Refractive Surgery in Children
What is refractive surgery?
Refractive surgery is surgery to reduce refractive error (nearsightedness, farsightedness and astigmatism). One common refractive surgery procedure is photorefractive keratectomy (PRK). Another is laser in situ keratomileusis (LASIK). Both of these procedures use the excimer laser to reshape the cornea to focus the eye properly. Excimer laser refractive surgery procedures have been used in millions of adults throughout the world for over 30 years with outstanding results.
Laser surgery is now being used very selectively in children who have very high refractive error and refractive amblyopia, haven’t responded to traditional therapy and will have permanent or significant visual impairment if nothing more is done. The types of amblyopia that are appropriate for refractive surgery consideration in children are anisometropic and isoametropic amblyopia.
Amblyopia and Refractive Surgery
The standard treatment of amblyopia involves wearing glasses or contact lenses to correct the refractive error and, when affecting only one eye, forcing the weak eye to work more by either patching the strong eye or by putting a dilating eye drop into the strong eye to blur the vision.
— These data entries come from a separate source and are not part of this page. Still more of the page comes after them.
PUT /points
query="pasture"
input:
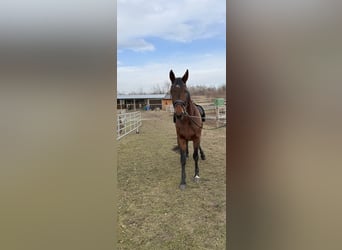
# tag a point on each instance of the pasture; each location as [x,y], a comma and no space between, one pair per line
[153,212]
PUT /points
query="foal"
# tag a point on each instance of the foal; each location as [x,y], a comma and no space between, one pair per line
[188,123]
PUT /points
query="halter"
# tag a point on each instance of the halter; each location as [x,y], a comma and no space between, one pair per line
[181,103]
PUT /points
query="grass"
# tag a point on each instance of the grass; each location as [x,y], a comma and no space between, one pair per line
[153,212]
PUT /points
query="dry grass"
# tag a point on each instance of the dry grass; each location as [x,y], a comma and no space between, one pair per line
[153,212]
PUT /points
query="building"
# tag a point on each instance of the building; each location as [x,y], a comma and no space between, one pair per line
[147,102]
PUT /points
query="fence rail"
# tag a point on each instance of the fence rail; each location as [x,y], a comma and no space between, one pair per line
[127,123]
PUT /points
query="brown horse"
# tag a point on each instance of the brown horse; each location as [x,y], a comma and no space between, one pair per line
[188,123]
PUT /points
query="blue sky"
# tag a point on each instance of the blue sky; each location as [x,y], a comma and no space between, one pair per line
[158,35]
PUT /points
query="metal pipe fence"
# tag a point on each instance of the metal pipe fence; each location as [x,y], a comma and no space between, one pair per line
[127,123]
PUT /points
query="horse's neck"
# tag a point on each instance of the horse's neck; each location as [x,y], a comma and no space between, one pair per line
[191,107]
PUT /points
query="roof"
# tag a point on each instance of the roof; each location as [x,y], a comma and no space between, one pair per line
[150,96]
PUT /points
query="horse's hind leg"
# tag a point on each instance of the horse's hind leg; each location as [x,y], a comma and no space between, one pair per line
[202,153]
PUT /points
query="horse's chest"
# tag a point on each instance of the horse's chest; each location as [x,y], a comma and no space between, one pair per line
[186,132]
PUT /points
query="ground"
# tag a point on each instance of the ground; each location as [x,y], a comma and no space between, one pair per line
[153,212]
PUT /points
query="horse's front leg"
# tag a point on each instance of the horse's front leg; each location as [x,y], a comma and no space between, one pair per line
[182,146]
[195,156]
[202,153]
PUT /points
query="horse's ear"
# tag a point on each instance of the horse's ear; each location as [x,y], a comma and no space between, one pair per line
[185,77]
[172,76]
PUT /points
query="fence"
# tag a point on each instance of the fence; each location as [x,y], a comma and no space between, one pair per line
[127,123]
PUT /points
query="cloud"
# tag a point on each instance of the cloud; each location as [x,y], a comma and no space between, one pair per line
[179,20]
[205,70]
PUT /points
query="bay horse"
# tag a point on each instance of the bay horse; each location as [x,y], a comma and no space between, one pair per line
[188,122]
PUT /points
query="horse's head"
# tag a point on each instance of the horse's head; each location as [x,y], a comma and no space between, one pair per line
[179,93]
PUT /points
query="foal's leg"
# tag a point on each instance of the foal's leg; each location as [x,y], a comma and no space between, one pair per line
[202,153]
[182,145]
[195,156]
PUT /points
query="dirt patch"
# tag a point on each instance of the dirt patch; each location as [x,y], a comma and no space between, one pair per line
[153,212]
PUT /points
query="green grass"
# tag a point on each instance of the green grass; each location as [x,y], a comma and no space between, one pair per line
[153,212]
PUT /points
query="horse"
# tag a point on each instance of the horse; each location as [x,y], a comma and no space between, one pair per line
[188,123]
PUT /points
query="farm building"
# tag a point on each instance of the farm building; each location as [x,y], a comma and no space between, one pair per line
[149,101]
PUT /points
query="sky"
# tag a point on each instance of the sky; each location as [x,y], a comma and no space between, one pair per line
[156,36]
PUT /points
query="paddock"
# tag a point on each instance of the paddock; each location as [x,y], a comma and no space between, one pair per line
[153,212]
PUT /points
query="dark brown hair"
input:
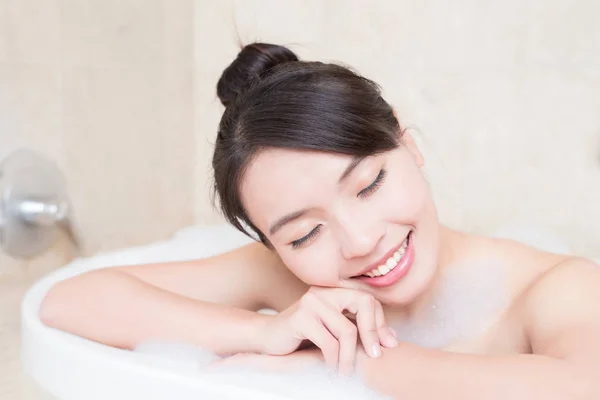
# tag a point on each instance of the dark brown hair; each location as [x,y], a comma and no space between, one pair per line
[274,100]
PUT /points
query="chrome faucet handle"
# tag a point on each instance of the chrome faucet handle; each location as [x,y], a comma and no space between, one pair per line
[33,205]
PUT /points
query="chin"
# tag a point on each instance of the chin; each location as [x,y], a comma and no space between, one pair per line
[413,286]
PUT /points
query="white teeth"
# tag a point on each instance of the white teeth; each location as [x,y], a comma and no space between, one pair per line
[384,269]
[390,264]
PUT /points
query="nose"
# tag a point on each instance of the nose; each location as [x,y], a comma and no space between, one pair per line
[359,236]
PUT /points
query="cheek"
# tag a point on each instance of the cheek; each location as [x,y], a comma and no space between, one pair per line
[315,266]
[408,200]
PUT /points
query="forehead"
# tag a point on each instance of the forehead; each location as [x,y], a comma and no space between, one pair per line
[280,181]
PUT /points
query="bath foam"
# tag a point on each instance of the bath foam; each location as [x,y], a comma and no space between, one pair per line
[73,368]
[311,382]
[467,299]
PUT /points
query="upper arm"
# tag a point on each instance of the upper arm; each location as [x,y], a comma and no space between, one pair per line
[250,277]
[562,312]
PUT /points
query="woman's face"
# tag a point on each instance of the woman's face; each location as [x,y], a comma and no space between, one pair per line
[333,219]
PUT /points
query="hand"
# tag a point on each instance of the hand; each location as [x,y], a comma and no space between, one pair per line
[319,317]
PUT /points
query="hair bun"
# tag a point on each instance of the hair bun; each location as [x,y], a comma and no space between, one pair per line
[252,63]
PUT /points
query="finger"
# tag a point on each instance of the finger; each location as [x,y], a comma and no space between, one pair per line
[365,306]
[344,331]
[387,336]
[315,331]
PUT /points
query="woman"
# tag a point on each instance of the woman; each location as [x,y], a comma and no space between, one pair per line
[313,160]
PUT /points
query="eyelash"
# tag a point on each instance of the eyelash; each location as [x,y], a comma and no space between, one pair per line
[372,188]
[369,190]
[298,243]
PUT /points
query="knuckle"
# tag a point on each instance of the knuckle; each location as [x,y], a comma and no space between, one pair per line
[349,332]
[308,299]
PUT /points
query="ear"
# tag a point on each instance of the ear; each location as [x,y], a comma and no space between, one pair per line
[409,142]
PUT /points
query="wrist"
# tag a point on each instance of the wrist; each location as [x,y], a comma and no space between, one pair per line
[257,333]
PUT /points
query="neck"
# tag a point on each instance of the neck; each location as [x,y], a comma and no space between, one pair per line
[451,243]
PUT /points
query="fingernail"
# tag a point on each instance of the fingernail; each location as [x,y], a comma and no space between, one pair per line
[376,351]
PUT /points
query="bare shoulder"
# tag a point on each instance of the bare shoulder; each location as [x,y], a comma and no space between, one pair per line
[525,265]
[560,311]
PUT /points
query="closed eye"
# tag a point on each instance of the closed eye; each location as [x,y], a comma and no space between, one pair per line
[305,239]
[372,188]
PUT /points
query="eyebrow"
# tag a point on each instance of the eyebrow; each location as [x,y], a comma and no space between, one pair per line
[351,167]
[281,222]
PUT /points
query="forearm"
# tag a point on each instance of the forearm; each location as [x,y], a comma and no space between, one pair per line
[120,310]
[409,372]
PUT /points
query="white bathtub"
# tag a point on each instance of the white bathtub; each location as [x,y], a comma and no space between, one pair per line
[73,368]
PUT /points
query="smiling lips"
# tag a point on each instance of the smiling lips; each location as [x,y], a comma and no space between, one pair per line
[395,267]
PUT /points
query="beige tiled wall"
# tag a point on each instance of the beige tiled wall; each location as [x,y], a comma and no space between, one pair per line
[504,96]
[105,88]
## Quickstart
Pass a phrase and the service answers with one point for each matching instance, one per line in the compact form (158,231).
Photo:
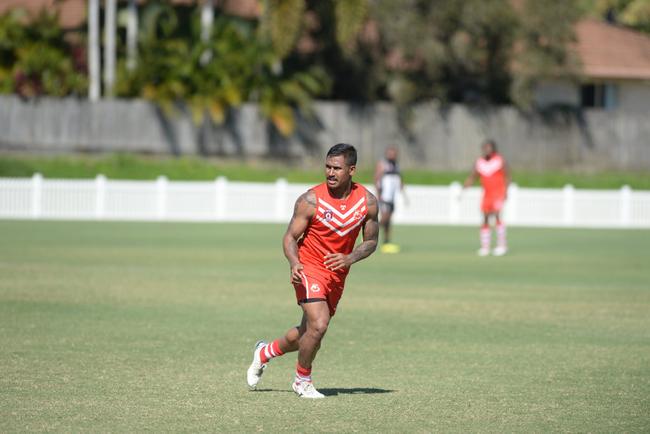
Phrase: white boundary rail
(226,201)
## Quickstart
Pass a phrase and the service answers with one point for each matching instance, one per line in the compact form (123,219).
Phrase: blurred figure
(491,168)
(388,180)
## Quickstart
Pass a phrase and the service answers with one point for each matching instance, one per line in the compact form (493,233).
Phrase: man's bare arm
(370,231)
(471,179)
(337,261)
(303,211)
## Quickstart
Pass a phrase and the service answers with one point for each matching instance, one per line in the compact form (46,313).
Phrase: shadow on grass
(353,391)
(338,391)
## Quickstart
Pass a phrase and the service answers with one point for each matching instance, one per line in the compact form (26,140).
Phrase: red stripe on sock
(273,350)
(303,372)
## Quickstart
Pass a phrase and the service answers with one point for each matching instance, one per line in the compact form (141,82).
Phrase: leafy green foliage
(631,13)
(35,58)
(234,66)
(474,50)
(545,33)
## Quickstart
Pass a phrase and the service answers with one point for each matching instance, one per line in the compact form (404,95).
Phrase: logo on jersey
(341,222)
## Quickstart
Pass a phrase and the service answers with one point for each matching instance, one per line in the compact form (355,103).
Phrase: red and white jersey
(334,227)
(492,173)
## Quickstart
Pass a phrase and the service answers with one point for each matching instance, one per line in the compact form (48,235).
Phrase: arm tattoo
(370,232)
(290,242)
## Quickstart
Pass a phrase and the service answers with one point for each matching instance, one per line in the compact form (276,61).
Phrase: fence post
(626,206)
(280,198)
(37,194)
(513,203)
(100,196)
(220,189)
(455,190)
(161,188)
(568,214)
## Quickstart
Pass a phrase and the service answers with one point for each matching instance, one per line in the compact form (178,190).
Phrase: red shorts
(316,287)
(492,203)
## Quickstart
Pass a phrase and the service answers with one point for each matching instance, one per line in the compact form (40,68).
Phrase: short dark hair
(346,150)
(492,143)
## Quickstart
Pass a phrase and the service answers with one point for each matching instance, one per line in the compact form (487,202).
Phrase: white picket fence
(226,201)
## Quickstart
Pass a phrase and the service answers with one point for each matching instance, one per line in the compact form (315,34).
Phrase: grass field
(133,327)
(131,166)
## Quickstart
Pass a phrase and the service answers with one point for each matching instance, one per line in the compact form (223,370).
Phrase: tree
(451,50)
(631,13)
(172,70)
(545,35)
(35,58)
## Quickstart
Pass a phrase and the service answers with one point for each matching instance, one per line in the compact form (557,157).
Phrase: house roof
(612,52)
(72,13)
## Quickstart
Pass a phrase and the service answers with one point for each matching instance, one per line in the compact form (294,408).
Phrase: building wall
(430,136)
(634,96)
(556,92)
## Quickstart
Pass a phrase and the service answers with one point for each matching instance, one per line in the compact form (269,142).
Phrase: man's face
(337,173)
(487,149)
Sometimes this treatment is not successful, due to intolerance, nonresponse or noncompliance with the treatment. If this treatment is unsuccessful, refractive surgery can be considered to stabilize the refractive error and give a properly focused image onto the retina, which then transmits this better image to the brain where the vision can improve.
Risks of Photorefractive Keratectomy
The main risk of PRK is corneal haze. It is uncommon when postoperative anti-inflammatory eye drops are used properly after surgery.
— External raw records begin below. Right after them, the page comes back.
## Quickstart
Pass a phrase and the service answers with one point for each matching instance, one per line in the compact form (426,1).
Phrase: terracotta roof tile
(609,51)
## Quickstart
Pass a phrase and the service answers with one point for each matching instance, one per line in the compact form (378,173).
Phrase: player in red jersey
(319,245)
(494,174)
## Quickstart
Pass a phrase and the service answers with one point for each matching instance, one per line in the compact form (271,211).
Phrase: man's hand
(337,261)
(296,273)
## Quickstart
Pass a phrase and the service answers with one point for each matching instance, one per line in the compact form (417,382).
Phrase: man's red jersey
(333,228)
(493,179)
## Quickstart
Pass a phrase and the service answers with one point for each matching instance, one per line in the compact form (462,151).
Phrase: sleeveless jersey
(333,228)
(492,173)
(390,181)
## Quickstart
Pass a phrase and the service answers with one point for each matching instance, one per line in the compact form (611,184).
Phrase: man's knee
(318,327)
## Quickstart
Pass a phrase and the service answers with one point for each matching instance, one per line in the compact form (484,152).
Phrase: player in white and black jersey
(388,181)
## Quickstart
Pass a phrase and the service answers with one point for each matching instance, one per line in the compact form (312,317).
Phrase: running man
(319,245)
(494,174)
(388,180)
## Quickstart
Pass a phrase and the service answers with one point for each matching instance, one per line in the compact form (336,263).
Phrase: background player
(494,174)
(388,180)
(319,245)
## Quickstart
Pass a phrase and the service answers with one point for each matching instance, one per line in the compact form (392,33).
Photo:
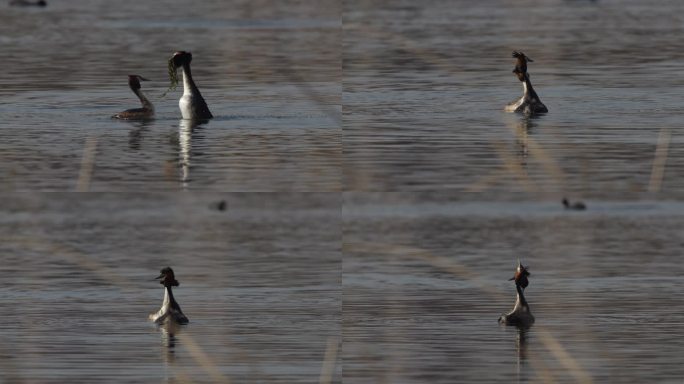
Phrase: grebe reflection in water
(521,314)
(170,310)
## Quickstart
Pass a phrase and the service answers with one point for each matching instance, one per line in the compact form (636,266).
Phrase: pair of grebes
(192,104)
(170,311)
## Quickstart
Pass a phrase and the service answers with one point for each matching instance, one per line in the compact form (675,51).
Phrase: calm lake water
(270,72)
(260,283)
(425,85)
(425,280)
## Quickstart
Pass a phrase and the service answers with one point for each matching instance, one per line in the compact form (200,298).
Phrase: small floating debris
(576,206)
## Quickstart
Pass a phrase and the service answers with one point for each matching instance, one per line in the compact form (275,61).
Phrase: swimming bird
(520,315)
(192,104)
(577,206)
(529,103)
(170,310)
(147,110)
The improvement seen after treatment can deteriorate to the point refractive correction in the form of glasses or surgery is needed again. It is usually a much milder prescription than before the PRK.
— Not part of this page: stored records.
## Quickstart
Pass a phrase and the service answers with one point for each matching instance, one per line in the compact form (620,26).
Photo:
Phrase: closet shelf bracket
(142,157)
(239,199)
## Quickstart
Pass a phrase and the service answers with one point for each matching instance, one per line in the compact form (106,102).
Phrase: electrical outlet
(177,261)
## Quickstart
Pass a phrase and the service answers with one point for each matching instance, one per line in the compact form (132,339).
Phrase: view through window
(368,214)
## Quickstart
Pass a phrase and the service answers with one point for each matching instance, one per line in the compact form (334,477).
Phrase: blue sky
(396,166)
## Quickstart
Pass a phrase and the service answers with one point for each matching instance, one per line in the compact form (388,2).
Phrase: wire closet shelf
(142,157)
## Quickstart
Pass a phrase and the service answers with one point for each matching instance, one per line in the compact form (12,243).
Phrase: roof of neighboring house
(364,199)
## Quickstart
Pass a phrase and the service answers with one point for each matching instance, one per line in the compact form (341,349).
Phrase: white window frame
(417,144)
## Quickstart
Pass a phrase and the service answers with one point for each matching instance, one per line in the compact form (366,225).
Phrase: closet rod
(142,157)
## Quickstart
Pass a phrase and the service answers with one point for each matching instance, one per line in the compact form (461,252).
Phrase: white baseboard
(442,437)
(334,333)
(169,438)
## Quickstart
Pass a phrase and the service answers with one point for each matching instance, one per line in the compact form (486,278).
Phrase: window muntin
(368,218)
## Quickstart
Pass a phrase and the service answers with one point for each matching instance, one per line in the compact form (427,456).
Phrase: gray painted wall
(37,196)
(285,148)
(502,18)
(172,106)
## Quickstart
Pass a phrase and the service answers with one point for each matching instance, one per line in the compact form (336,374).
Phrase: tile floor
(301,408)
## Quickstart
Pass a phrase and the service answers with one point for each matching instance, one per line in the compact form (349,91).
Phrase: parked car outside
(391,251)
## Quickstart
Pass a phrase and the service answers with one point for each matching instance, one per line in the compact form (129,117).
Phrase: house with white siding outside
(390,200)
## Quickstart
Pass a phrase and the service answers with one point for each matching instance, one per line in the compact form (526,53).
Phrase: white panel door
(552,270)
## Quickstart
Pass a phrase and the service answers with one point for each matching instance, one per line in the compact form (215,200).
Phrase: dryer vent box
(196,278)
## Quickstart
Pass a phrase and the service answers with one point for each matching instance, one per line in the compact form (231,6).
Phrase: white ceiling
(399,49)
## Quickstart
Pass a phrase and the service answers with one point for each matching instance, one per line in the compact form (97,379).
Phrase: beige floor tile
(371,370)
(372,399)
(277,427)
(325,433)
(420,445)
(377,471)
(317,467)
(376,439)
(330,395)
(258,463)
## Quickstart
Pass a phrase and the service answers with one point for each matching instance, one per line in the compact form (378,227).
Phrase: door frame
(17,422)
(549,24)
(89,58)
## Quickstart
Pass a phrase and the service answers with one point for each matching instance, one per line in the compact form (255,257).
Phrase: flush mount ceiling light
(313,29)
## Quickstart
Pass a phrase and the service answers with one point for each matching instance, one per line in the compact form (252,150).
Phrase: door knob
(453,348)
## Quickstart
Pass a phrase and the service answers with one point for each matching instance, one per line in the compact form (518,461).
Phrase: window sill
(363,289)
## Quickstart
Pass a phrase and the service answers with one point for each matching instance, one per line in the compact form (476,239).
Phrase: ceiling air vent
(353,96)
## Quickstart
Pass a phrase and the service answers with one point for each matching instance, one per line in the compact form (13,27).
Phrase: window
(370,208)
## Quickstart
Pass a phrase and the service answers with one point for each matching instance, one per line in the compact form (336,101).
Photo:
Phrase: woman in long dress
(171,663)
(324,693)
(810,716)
Another important though extremely rare complication is keratectasia which is progressive thinning of the cornea. It has only been reported a few times in adults and never in children. There is a procedure available to treat keratectasia if it occurs.
Dry eye has been reported in adults though it resolves over a few months. It has not been reported in children following PRK.
Short-term risks of infection, sensitivity to light and scratchy feeling in the eye occur during the first 5-10 days after the PRK.